Do nasal mites in dogs cause sneezing?
Nasal mites do frequently cause sneezing, and they can also cause other symptoms like nasal discharge and nosebleeds.
Fortunately, they’re pretty easy to eradicate with anti-parasite medications, so just head on over to your vet if you suspect your dog may be battling nasal mites.
My dog is sneezing a lot lately – what should I do?
If your dog starts sneezing more often than usual, you’ll just need to take him to the vet to ensure that he isn’t sick or suffering from nasal mites.
It may also be a good idea to give your home a good cleaning, to make sure the pollen, dust, and dander levels inside remain low.
What happens if a dog sneezes on you?
A lot of owners become worried when their dog sneezes on them, but it’s usually not a big deal — you just get covered in a fine mist of doggie snot. This is pretty gross, but unless you are immunocompromised it probably isn’t cause for worry. Just hose yourself off and contact your doctor if you are worried about it.
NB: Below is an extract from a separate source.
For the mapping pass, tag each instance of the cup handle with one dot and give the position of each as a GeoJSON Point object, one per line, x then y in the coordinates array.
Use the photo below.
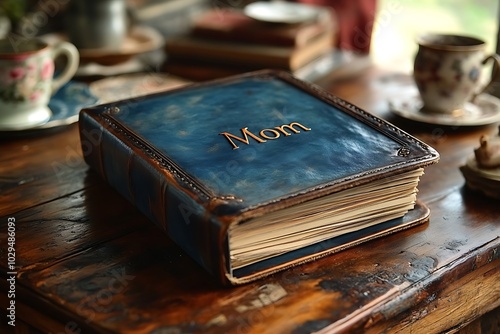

But it happens to all of us – my pooch seems to love sneezing directly on my face when we’re riding in the car. It’s just part of the dog-ownership gig.
My dog is sneezing – what can I give him? Can I give him an antihistamine or decongestant?
Sneezing is usually no cause for concern, and it is definitely not a reason to give your pet any medications without your vet’s approval. If you suspect your dog may be ill, just head over to the vet. Your vet can prescribe medications (if necessary) that are safe for your pup.
Never give your pet medications (even over-the-counter medications) without first consulting your vet.
Sneezes aren’t a big deal for most pups. They happen from time to time, and they’re usually no more consequential than your own sneezes. Just be sure to visit your vet if your pup exhibits any other symptoms that cause you concern.